Upstairs, though, was another story before the renovation. Cramped spaces created by weird, temporary walls and interminably dark corners made it feel unloved and decidedly unspecial. Of course, the darkness suited my microfiche reading just fine, but the entire scene offered nothing of the kinds of library experiences we crave—or demand—because of the likes of Henri Labrouste’s Bibliothèque Sainte-Geneviève, or the public libraries designed by Carrère and Hastings in New York, or McKim, Mead, and White in Boston, or OMA in Seattle. In these places, you ascend from the street, and even transcend the mortal coil. In D.C., the movement from the street into the elevators and to a ratty rolling chair wasn’t as graceful.
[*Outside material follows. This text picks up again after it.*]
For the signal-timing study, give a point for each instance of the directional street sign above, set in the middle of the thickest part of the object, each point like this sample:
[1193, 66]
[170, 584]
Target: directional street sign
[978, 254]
The public doesn’t always expect a grand civic experience at the local tax office or even at the local city hall, but they do expect that public libraries should honor their purpose. Maybe we’re spoiled thanks to Andrew Carnegie’s legacy of funding more than 1,600 public libraries nationwide (not to mention another 100 academic ones), some of which have a grandeur all their own, such as the central Carnegie Library in D.C., designed by Ackerman and Ross that the MLK Library replaced. Nevertheless, the public library in America long ago transcended its status as an amenity and reached the vaunted status of a right—a right of access and a right to the dignity of learning. In Carnegie’s time, that meant books and periodicals. In our time, that means far more.
The new, 450,000 square-foot MLK Library is a thoroughly modern civic hub (that also happens to have books). It has a recording studio and a dance studio. It has an auditorium that seats nearly 300 people, and a fabrication lab that accommodates 3D printing, circuitry, and sewing. Galleries, gardens, and a green roof offer flexible spaces and helped the design team realize a LEED Silver certification. It’s the only library Mies ever designed and the only central library D.C. will ever need—for a while, anyway.
Last week, I promised to take my teenage daughter record shopping to mark the end of the school year, but I also convinced her to take a detour with me despite the words “library” and “let’s go.” We watched people doing library things. We played with the card catalog kiosks. We watched a small stage go up for what would probably be a book reading or lecture. We took some pictures. We watched people discover the new stairwell and delight in going up and running down. We basically just hung out, doing things that were unrelated to reading, and we enjoyed it.
Is there any audacity in doing those things in a Mies building? Probably not. But, there is a sense that the library’s doors are always open, whether you’ve come to read or study or write (or attend a lecture, or even dance or sew). Reflecting on Mecanoo and OTJ’s renovation, which received an AIA Virginia Award of Honor in 2022, they’ve done more than modernize the city’s crown jewel. They’ve reestablished something that Washingtonians have come to expect and deserve, which is the dignity that only a public library can confer on the public. Dare I say they did it better than Mies could have?